# Suche Gummileiste / Stoßschutz für Bootsrand (Aluboot)



## greece68 (19. Februar 2015)

*Suche Gummileiste / Stoßschutz für oberen Bootsrand (Aluboot)*

Jungs,

ich suche gerade noch nen Schutz für die obere Bootskante/den Bootsrand  unseres Alubootes, der etwa 3cm breit ist und auf den ich gerne eine  Gummileiste oder dergleichen zum Schutz unserer teils recht teuren Ruten  aufbringen würde ;+. Es gibt zwar aus dem Bootsbau Scheuerleisten, die  auch mit einem Profil (Alu, PVC etc.) und einer passenden Gummileiste  dazu verfügbar sind, aber die kann ich nicht auf den Bootsrand komplett  aufbringen, da die nicht bzw. nicht rechts/links biegbar sind. Da ich  nicht nur eine Gummileisten aufkleben mag, sondern was stabiles  einsetzen will, wäre eine verschrauben eines Profils schon gut, aber was  aus Gummi habe ich noch nicht gefunden #q
Habt ihr eine Idee?


----------



## mlkzander (19. Februar 2015)

*AW: Suche Gummileiste / Stoßschutz für Bootsrand (Aluboot)*

warum klebst du nicht dicke moosgummiprofile drauf?
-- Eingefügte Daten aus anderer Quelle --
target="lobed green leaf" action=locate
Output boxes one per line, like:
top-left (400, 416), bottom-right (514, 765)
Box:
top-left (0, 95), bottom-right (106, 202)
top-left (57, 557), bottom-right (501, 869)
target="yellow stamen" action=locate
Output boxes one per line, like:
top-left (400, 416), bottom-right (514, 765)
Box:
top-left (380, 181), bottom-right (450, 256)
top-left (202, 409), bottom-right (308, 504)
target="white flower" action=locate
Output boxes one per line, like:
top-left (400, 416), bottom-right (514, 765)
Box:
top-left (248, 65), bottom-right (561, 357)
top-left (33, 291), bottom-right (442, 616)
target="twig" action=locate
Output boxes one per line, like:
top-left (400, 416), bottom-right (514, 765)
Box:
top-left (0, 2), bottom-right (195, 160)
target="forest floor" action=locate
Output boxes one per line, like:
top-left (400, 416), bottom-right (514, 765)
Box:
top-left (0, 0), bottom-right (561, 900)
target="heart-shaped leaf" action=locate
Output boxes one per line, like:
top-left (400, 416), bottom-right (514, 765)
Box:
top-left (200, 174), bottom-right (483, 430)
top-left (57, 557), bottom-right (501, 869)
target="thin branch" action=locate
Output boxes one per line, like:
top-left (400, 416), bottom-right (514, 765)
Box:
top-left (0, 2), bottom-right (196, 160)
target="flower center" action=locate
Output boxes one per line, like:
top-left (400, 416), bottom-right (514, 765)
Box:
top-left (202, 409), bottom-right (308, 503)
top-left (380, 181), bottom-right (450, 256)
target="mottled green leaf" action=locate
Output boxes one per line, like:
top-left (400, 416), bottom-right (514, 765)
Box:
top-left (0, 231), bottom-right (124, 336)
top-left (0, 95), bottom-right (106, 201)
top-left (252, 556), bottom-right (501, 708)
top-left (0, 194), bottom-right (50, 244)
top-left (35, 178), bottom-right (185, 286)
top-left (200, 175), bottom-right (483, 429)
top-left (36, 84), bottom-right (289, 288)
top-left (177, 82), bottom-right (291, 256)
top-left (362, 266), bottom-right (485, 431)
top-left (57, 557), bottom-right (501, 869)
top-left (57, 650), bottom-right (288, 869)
du willst was sehr stabiles?


----------



## magut (19. Februar 2015)

*AW: Suche Gummileiste / Stoßschutz für Bootsrand (Aluboot)*

als "Notlösung" könntest du ja Gummischläuche der Länge nach aufschneiden und draufkleben|kopfkrat
 ansonsten schau mal da ob was dabei ist.

http://www.hug-technik.com/shop/index.php/cat/c40_PVC-Kantenschutz-PVC-Kantenschutz.html

 l.G.
 Mario


----------



## Dorschbremse (19. Februar 2015)

*AW: Suche Gummileiste / Stoßschutz für Bootsrand (Aluboot)*

Ich Normal wäre Pieper /Bootsdepot in Gladbeck für mich die erste Anlaufstelle... leider bist Du ja etwas weiter weg. 
Der Onlineshop gibt bei denen nicht soviel her - Schade eigentlich! 
Vielleicht wäre es lohnenswert,  da mal anzurufen und sich nen Auszug aus deren Zuliefererprogramm zuschicken zu lassen. 

Als ich seinerzeit für Ersatz an meinem Boot sorgen musste,  hatte ich die Auswahl von dutzenden Profilen und Querschnitten- und war noch nicht einmal so teuer. |wavey:


----------



## steffen1 (19. Februar 2015)

*AW: Suche Gummileiste / Stoßschutz für Bootsrand (Aluboot)*

hallo, wir hatten so was dran, ist wohl zum Isolieren von Rohren. War top und preiswert. Vielleicht erkennt du was auf dem Bild.


----------



## greece68 (20. Februar 2015)

*AW: Suche Gummileiste / Stoßschutz für Bootsrand (Aluboot)*

Danke Jungs, Lösungen mit solchen Isolation für Rohre oder anderer einfacherer Ideen sind nicht ganz das was wir uns vorstellen. Sollte schon wertiger sein und auch lange halten. Ggfls. müssen wir über ne individuell gemachte Holzleiste nachdenken, die man ja anfertigen lassen kann.


----------



## magut (20. Februar 2015)

*AW: Suche Gummileiste / Stoßschutz für Bootsrand (Aluboot)*

Gib mal bei 123 eb...  nur Scheuerleiste ein da hast einiges zu schauen#h
LG
Mario


----------



## Stoney0066 (20. Februar 2015)

*AW: Suche Gummileiste / Stoßschutz für Bootsrand (Aluboot)*

Warum denn was stabiles? Willst du dort noch was einbauen? Rutenhalter oder ähnliches?


----------



## greece68 (20. Februar 2015)

*AW: Suche Gummileiste / Stoßschutz für Bootsrand (Aluboot)*



magut schrieb:


> Gib mal bei 123 eb...  nur Scheuerleiste ein da hast einiges zu schauen#h
> LG
> Mario



Schon gemacht, leider sind die meisten so starr (zumindest die Profilleitse), dass sie nicht über die gesamte Bootslänge zu verwenden sind.



Stoney0066 schrieb:


> Warum denn was stabiles? Willst du dort noch was einbauen? Rutenhalter oder ähnliches?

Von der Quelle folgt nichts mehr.